La justice peut être subtile. Mais un tribunal a-t-il le droit d’appliquer deux mesures aux dépens des enfants à naître? Un arrêt récent du Tribunal fédéral en dit long sur des valeurs qui s’infiltrent dans notre État.

Par David Gysel

«Après le temps d’essai, l’employeur ne peut pas résilier le contrat … pendant la grossesse …» Ces mots sont clairs et nets dans l’article 336c du Code des obligations. Mais à quel moment commence la grossesse? Cette loi ne le définit pas, pas plus que la Loi fédérale sur l’assurance-maladie ou encore la Loi fédérale sur la partie générale du droit des assurances sociales.
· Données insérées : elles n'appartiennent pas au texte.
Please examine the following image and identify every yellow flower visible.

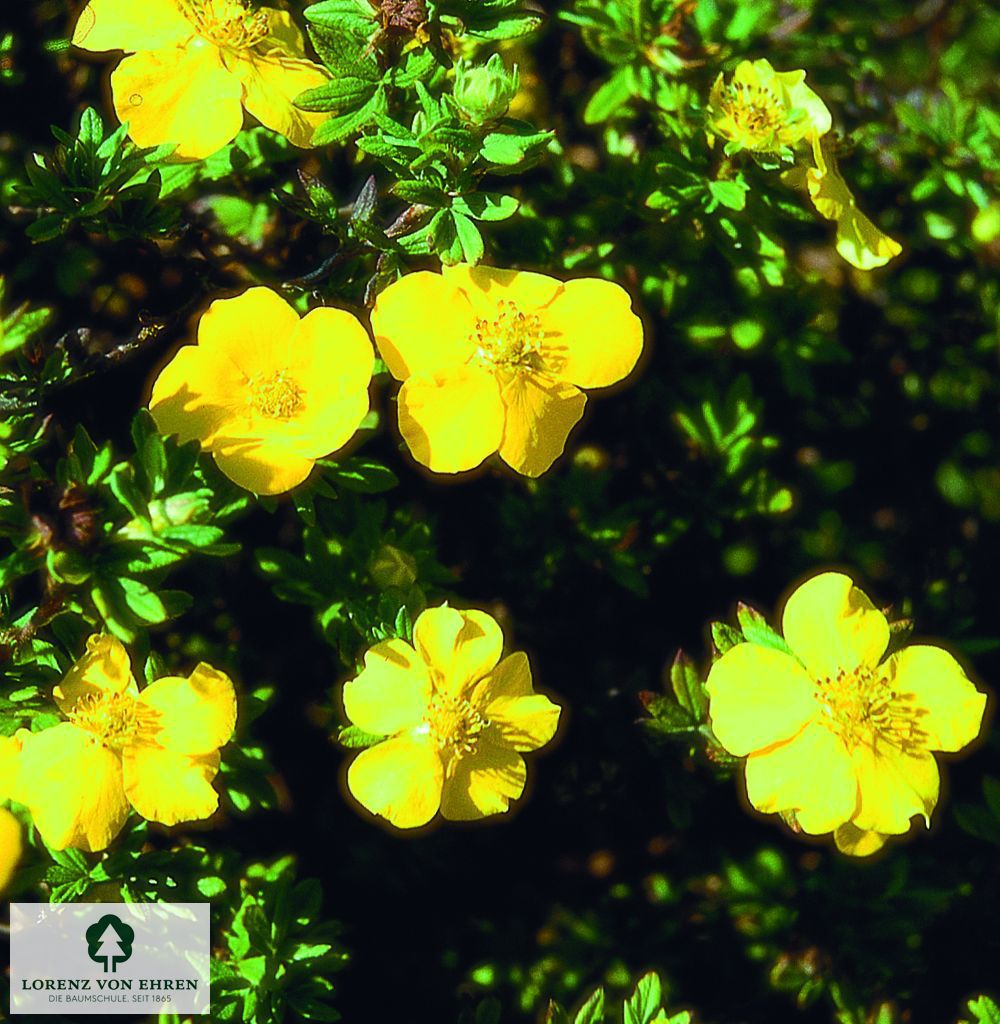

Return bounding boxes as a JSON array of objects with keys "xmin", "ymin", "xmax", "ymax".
[
  {"xmin": 149, "ymin": 288, "xmax": 375, "ymax": 495},
  {"xmin": 707, "ymin": 572, "xmax": 986, "ymax": 856},
  {"xmin": 707, "ymin": 58, "xmax": 832, "ymax": 153},
  {"xmin": 344, "ymin": 606, "xmax": 560, "ymax": 828},
  {"xmin": 372, "ymin": 265, "xmax": 643, "ymax": 476},
  {"xmin": 806, "ymin": 139, "xmax": 903, "ymax": 270},
  {"xmin": 73, "ymin": 0, "xmax": 330, "ymax": 160},
  {"xmin": 0, "ymin": 736, "xmax": 23, "ymax": 892},
  {"xmin": 14, "ymin": 636, "xmax": 236, "ymax": 851}
]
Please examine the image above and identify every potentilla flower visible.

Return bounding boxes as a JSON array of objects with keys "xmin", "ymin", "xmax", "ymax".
[
  {"xmin": 14, "ymin": 636, "xmax": 236, "ymax": 851},
  {"xmin": 372, "ymin": 265, "xmax": 643, "ymax": 476},
  {"xmin": 344, "ymin": 606, "xmax": 560, "ymax": 828},
  {"xmin": 707, "ymin": 58, "xmax": 833, "ymax": 154},
  {"xmin": 149, "ymin": 288, "xmax": 375, "ymax": 495},
  {"xmin": 806, "ymin": 139, "xmax": 903, "ymax": 270},
  {"xmin": 73, "ymin": 0, "xmax": 330, "ymax": 160},
  {"xmin": 707, "ymin": 572, "xmax": 986, "ymax": 856}
]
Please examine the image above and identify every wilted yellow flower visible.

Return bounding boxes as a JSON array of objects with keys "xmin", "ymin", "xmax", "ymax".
[
  {"xmin": 149, "ymin": 288, "xmax": 375, "ymax": 495},
  {"xmin": 344, "ymin": 606, "xmax": 560, "ymax": 828},
  {"xmin": 707, "ymin": 58, "xmax": 833, "ymax": 153},
  {"xmin": 707, "ymin": 572, "xmax": 986, "ymax": 855},
  {"xmin": 0, "ymin": 736, "xmax": 23, "ymax": 892},
  {"xmin": 372, "ymin": 265, "xmax": 643, "ymax": 476},
  {"xmin": 73, "ymin": 0, "xmax": 330, "ymax": 160},
  {"xmin": 14, "ymin": 636, "xmax": 236, "ymax": 850},
  {"xmin": 806, "ymin": 139, "xmax": 903, "ymax": 270}
]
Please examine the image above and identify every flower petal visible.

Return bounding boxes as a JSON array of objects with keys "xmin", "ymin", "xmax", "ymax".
[
  {"xmin": 344, "ymin": 640, "xmax": 431, "ymax": 735},
  {"xmin": 112, "ymin": 38, "xmax": 243, "ymax": 160},
  {"xmin": 347, "ymin": 734, "xmax": 444, "ymax": 828},
  {"xmin": 441, "ymin": 263, "xmax": 564, "ymax": 321},
  {"xmin": 484, "ymin": 693, "xmax": 562, "ymax": 751},
  {"xmin": 73, "ymin": 0, "xmax": 194, "ymax": 51},
  {"xmin": 499, "ymin": 373, "xmax": 586, "ymax": 476},
  {"xmin": 230, "ymin": 47, "xmax": 330, "ymax": 146},
  {"xmin": 372, "ymin": 270, "xmax": 476, "ymax": 380},
  {"xmin": 289, "ymin": 307, "xmax": 375, "ymax": 459},
  {"xmin": 138, "ymin": 662, "xmax": 236, "ymax": 754},
  {"xmin": 705, "ymin": 643, "xmax": 819, "ymax": 758},
  {"xmin": 853, "ymin": 744, "xmax": 941, "ymax": 836},
  {"xmin": 52, "ymin": 634, "xmax": 139, "ymax": 713},
  {"xmin": 541, "ymin": 278, "xmax": 643, "ymax": 388},
  {"xmin": 212, "ymin": 437, "xmax": 315, "ymax": 495},
  {"xmin": 17, "ymin": 722, "xmax": 129, "ymax": 852},
  {"xmin": 781, "ymin": 572, "xmax": 888, "ymax": 679},
  {"xmin": 397, "ymin": 367, "xmax": 504, "ymax": 473},
  {"xmin": 414, "ymin": 605, "xmax": 504, "ymax": 695},
  {"xmin": 441, "ymin": 738, "xmax": 527, "ymax": 821},
  {"xmin": 833, "ymin": 821, "xmax": 888, "ymax": 857},
  {"xmin": 122, "ymin": 743, "xmax": 219, "ymax": 825},
  {"xmin": 746, "ymin": 722, "xmax": 858, "ymax": 836},
  {"xmin": 806, "ymin": 139, "xmax": 903, "ymax": 270},
  {"xmin": 885, "ymin": 644, "xmax": 986, "ymax": 751}
]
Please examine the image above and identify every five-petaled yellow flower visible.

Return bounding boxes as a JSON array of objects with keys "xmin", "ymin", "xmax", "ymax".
[
  {"xmin": 0, "ymin": 736, "xmax": 23, "ymax": 893},
  {"xmin": 707, "ymin": 58, "xmax": 833, "ymax": 153},
  {"xmin": 73, "ymin": 0, "xmax": 330, "ymax": 160},
  {"xmin": 372, "ymin": 265, "xmax": 643, "ymax": 476},
  {"xmin": 149, "ymin": 288, "xmax": 375, "ymax": 495},
  {"xmin": 344, "ymin": 606, "xmax": 560, "ymax": 828},
  {"xmin": 14, "ymin": 636, "xmax": 236, "ymax": 851},
  {"xmin": 707, "ymin": 572, "xmax": 986, "ymax": 856}
]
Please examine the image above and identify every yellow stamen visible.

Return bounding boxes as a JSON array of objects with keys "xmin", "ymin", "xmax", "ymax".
[
  {"xmin": 470, "ymin": 299, "xmax": 542, "ymax": 371},
  {"xmin": 814, "ymin": 667, "xmax": 927, "ymax": 751},
  {"xmin": 177, "ymin": 0, "xmax": 267, "ymax": 50},
  {"xmin": 247, "ymin": 370, "xmax": 303, "ymax": 420}
]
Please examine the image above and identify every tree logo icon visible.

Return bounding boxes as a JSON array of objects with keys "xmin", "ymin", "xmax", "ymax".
[{"xmin": 87, "ymin": 913, "xmax": 135, "ymax": 974}]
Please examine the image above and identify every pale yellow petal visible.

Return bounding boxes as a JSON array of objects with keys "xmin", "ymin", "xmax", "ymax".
[
  {"xmin": 414, "ymin": 605, "xmax": 504, "ymax": 694},
  {"xmin": 746, "ymin": 722, "xmax": 858, "ymax": 836},
  {"xmin": 483, "ymin": 693, "xmax": 562, "ymax": 751},
  {"xmin": 73, "ymin": 0, "xmax": 194, "ymax": 51},
  {"xmin": 0, "ymin": 808, "xmax": 24, "ymax": 893},
  {"xmin": 17, "ymin": 722, "xmax": 129, "ymax": 851},
  {"xmin": 397, "ymin": 367, "xmax": 504, "ymax": 473},
  {"xmin": 540, "ymin": 278, "xmax": 643, "ymax": 388},
  {"xmin": 499, "ymin": 373, "xmax": 586, "ymax": 476},
  {"xmin": 705, "ymin": 643, "xmax": 819, "ymax": 758},
  {"xmin": 782, "ymin": 572, "xmax": 888, "ymax": 679},
  {"xmin": 441, "ymin": 738, "xmax": 527, "ymax": 821},
  {"xmin": 853, "ymin": 745, "xmax": 941, "ymax": 836},
  {"xmin": 139, "ymin": 662, "xmax": 236, "ymax": 754},
  {"xmin": 441, "ymin": 263, "xmax": 564, "ymax": 322},
  {"xmin": 212, "ymin": 438, "xmax": 314, "ymax": 495},
  {"xmin": 372, "ymin": 270, "xmax": 476, "ymax": 380},
  {"xmin": 885, "ymin": 644, "xmax": 986, "ymax": 751},
  {"xmin": 112, "ymin": 38, "xmax": 243, "ymax": 160},
  {"xmin": 344, "ymin": 640, "xmax": 431, "ymax": 735},
  {"xmin": 347, "ymin": 734, "xmax": 444, "ymax": 828},
  {"xmin": 833, "ymin": 821, "xmax": 888, "ymax": 857},
  {"xmin": 122, "ymin": 743, "xmax": 219, "ymax": 825},
  {"xmin": 229, "ymin": 48, "xmax": 330, "ymax": 146},
  {"xmin": 52, "ymin": 634, "xmax": 138, "ymax": 712}
]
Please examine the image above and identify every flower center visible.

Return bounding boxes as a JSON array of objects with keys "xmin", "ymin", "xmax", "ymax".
[
  {"xmin": 813, "ymin": 667, "xmax": 927, "ymax": 751},
  {"xmin": 248, "ymin": 370, "xmax": 303, "ymax": 420},
  {"xmin": 177, "ymin": 0, "xmax": 267, "ymax": 50},
  {"xmin": 424, "ymin": 693, "xmax": 490, "ymax": 761},
  {"xmin": 470, "ymin": 299, "xmax": 542, "ymax": 371},
  {"xmin": 721, "ymin": 82, "xmax": 788, "ymax": 150},
  {"xmin": 67, "ymin": 692, "xmax": 140, "ymax": 751}
]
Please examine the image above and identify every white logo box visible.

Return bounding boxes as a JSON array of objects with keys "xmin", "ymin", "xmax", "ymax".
[{"xmin": 10, "ymin": 903, "xmax": 211, "ymax": 1016}]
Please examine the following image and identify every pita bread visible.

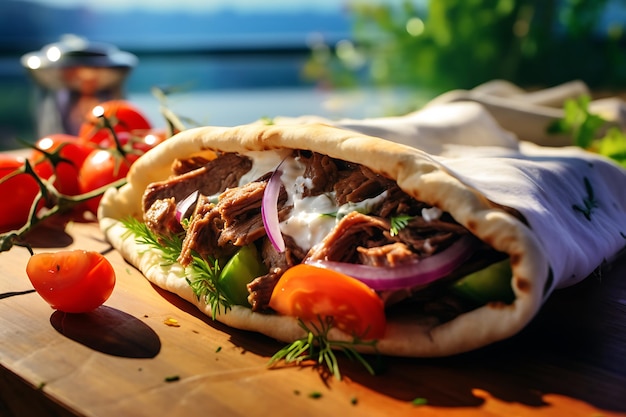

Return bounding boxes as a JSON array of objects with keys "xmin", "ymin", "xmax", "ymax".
[{"xmin": 99, "ymin": 118, "xmax": 626, "ymax": 357}]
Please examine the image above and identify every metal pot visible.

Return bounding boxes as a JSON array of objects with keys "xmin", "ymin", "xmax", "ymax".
[{"xmin": 21, "ymin": 35, "xmax": 138, "ymax": 137}]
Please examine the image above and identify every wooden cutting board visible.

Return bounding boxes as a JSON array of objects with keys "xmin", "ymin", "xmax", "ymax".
[{"xmin": 0, "ymin": 219, "xmax": 626, "ymax": 417}]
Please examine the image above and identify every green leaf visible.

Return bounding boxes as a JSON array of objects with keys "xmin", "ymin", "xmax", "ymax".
[
  {"xmin": 389, "ymin": 215, "xmax": 414, "ymax": 236},
  {"xmin": 268, "ymin": 317, "xmax": 377, "ymax": 380}
]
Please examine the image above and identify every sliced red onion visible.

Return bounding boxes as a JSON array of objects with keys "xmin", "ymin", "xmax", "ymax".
[
  {"xmin": 176, "ymin": 190, "xmax": 198, "ymax": 222},
  {"xmin": 261, "ymin": 162, "xmax": 285, "ymax": 253},
  {"xmin": 304, "ymin": 236, "xmax": 476, "ymax": 291}
]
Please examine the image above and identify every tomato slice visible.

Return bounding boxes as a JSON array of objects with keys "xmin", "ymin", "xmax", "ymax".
[
  {"xmin": 78, "ymin": 149, "xmax": 138, "ymax": 214},
  {"xmin": 26, "ymin": 250, "xmax": 115, "ymax": 313},
  {"xmin": 0, "ymin": 154, "xmax": 39, "ymax": 233},
  {"xmin": 270, "ymin": 264, "xmax": 386, "ymax": 339},
  {"xmin": 30, "ymin": 133, "xmax": 94, "ymax": 195},
  {"xmin": 78, "ymin": 100, "xmax": 152, "ymax": 148}
]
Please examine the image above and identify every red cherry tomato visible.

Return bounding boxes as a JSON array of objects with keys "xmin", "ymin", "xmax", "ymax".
[
  {"xmin": 30, "ymin": 133, "xmax": 94, "ymax": 195},
  {"xmin": 26, "ymin": 250, "xmax": 115, "ymax": 313},
  {"xmin": 270, "ymin": 264, "xmax": 386, "ymax": 339},
  {"xmin": 78, "ymin": 149, "xmax": 138, "ymax": 214},
  {"xmin": 0, "ymin": 154, "xmax": 39, "ymax": 232},
  {"xmin": 78, "ymin": 100, "xmax": 152, "ymax": 148}
]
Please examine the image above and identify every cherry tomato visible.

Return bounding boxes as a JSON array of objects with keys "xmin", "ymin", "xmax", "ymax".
[
  {"xmin": 270, "ymin": 264, "xmax": 386, "ymax": 339},
  {"xmin": 78, "ymin": 149, "xmax": 138, "ymax": 214},
  {"xmin": 30, "ymin": 133, "xmax": 94, "ymax": 195},
  {"xmin": 0, "ymin": 154, "xmax": 39, "ymax": 232},
  {"xmin": 26, "ymin": 250, "xmax": 115, "ymax": 313},
  {"xmin": 78, "ymin": 100, "xmax": 152, "ymax": 148}
]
Néanmoins, le Tribunal fédéral affirme dans l’arrêt 4A_400/2016 du 26 janvier 2017: «La doctrine unanime reconnaît que le début de la grossesse coïncide avec la fécondation.» Pour continuer dans le même arrêt: «À noter que la notion de grossesse (en particulier son point de départ) contenue à l’art. 336c al. 1 let. c CO revêt un sens différent de celle utilisée dans le Code pénal (art. 118 à 120 CP).» Surprise pour celui qui consulte ces articles du Code pénal: ils ne définissent pas non plus le début de grossesse. Mais le Tribunal fédéral l’a deviné: «Pour le droit pénal, la grossesse débute non pas au moment de la fécondation, mais lors de l’implantation de l’ovule fécondé dans l’utérus (ou nidation).» Le Tribunal applique un critère sans faille: «En matière pénale, l’interprétation donnée à la notion de grossesse (et en particulier à son point de départ) a pour but de ne pas soumettre au champ d’application des art. 118 ss CP les méthodes contraceptives faisant obstacle à la nidation de l’ovule fécondé …»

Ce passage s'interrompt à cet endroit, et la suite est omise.